The campaign actually started on 29 December 1967.
The British economy was suffering at the time from a rapidly increasing balance of payments deficit, exacerbated by the closure of the Suez Canal in the aftermath of the Six–Day War and an unofficial dock workers's strike that started at the end of September. On 18 November the Wilson government abandoned three years of attempting to maintain the exchange rate and devalued the pound sterling from USD 2.80 to 2.40.
On 13 December, The Times published a letter from John Boyd–Carpenter, Conservative MP for Kingston–upon–Thames, arguing that if a number of people in responsible positions were to work [say] one extra half day a month – for example on a Saturday morning – without pay, others would follow suit and this would "show the world that we were in earnest."

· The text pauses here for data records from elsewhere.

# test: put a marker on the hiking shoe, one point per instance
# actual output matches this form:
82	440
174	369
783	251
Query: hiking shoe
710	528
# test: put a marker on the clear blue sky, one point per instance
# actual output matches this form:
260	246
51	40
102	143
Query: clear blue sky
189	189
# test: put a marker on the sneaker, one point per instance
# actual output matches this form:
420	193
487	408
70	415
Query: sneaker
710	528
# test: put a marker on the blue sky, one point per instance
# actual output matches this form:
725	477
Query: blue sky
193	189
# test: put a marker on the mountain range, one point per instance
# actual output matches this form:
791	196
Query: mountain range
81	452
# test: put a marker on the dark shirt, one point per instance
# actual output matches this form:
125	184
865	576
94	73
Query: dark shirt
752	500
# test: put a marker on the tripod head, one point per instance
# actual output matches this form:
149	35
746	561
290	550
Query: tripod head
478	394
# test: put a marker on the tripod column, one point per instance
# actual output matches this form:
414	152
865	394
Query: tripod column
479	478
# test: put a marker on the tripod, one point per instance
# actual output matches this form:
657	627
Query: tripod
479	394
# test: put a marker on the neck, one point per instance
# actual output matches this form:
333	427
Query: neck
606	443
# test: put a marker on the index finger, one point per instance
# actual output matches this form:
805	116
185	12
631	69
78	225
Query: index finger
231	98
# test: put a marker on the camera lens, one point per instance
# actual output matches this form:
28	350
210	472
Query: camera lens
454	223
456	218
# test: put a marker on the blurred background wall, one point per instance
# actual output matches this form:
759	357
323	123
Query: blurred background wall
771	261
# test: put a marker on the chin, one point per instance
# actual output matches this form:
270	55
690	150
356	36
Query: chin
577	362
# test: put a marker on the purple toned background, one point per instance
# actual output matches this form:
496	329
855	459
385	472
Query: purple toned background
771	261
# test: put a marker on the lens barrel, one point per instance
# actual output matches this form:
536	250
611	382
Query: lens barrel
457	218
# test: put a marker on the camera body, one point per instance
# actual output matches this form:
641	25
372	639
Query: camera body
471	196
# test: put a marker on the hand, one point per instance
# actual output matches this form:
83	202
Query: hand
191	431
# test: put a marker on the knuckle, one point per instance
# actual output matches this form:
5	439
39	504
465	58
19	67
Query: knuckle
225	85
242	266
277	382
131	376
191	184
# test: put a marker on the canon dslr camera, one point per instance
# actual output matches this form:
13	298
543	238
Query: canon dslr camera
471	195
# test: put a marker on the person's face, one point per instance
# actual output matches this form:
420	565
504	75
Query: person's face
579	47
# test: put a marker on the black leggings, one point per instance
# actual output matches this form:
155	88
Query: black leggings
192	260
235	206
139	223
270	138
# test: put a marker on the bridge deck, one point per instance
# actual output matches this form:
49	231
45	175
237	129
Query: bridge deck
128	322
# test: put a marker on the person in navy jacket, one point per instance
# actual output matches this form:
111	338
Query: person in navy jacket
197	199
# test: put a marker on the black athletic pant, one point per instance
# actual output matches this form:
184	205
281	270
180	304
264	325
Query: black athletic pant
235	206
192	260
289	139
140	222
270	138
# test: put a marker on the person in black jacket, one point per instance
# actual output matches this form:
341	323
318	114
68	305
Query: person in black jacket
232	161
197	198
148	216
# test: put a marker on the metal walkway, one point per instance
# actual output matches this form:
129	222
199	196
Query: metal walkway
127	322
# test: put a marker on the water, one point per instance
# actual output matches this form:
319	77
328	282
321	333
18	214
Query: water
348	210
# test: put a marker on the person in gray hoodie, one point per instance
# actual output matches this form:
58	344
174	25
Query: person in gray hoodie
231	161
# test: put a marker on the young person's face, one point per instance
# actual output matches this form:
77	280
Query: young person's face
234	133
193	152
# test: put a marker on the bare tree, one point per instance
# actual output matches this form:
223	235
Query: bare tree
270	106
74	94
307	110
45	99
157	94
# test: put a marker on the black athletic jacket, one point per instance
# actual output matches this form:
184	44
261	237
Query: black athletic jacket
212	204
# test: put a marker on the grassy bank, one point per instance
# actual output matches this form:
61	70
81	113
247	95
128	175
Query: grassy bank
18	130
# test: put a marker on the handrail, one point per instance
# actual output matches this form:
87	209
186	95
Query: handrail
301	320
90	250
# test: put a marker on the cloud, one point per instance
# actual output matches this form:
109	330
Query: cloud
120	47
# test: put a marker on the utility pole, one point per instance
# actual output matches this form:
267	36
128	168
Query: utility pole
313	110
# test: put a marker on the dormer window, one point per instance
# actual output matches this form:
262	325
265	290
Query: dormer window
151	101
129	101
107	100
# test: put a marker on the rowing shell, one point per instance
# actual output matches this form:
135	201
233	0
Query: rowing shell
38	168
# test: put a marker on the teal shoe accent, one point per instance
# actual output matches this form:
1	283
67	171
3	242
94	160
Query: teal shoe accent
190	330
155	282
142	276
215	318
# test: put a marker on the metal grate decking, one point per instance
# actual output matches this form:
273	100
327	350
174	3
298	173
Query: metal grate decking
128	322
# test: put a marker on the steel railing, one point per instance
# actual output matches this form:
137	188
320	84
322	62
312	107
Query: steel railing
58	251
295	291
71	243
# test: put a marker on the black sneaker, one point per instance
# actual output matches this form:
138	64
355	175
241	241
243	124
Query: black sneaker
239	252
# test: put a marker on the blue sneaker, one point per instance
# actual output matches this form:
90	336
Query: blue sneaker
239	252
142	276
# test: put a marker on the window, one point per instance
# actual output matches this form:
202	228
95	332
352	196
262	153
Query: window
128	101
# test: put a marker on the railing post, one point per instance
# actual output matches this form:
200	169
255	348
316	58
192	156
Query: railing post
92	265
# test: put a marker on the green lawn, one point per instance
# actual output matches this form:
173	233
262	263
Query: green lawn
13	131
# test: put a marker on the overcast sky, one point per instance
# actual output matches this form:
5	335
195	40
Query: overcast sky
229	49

Fred Price, Marketing Director of Colt Ventilating and Heating, was inspired to issue a memo endorsing the MP's suggestion. Five female secretaries working at the company's Surbiton headquarters agreed amongst themselves that they would volunteer to begin working an extra half day a week as Price had suggested. One of them, Valerie White, replied to the Marketing Director's memo, and on 29 December, 240 employees at the Surbiton headquarters voted to start work at 8:30 a.m. each morning instead of 9:00 – thus working an extra 2.5 hours a week.
Other companies joined in the campaign immediately on seeing the ensuing headlines. The Colt secretaries came up with "I'm Backing Britain" as a slogan for their campaign, and Managing Director Alan O'Hea had 100,000 badges made showing the slogan emblazoned across a Union flag. The Duke of Edinburgh sent a message of support, and the leaders of all three major political parties endorsed the campaign.
Support was not, however, universal. The trade unions were broadly against the campaign (even though Colt's own shop stewards agreed to support it) and there were many satirical responses in the media. Although both Labour and Conservative parties were criticised for attempting to use the campaign for their own political purposes, the Leader of the House of Commons, Richard Crossman, described it as "something we should have nothing to do with".
By early February, the media began reporting that the campaign was actually achieving very little. Colt had found itself unable to administer it, and responsibility had been passed around a number of different organisations, but by this time little more was being done than the distribution of badges and promotional material. By May it was being run by just four people at the Industrial Society, and enthusiasm had pretty much evaporated.
In retrospect, the campaign was judged to have done very little to improve the fortunes of any businesses. It would come to be regarded as a classic example of a failed attempt to transform Britain's economic prospects.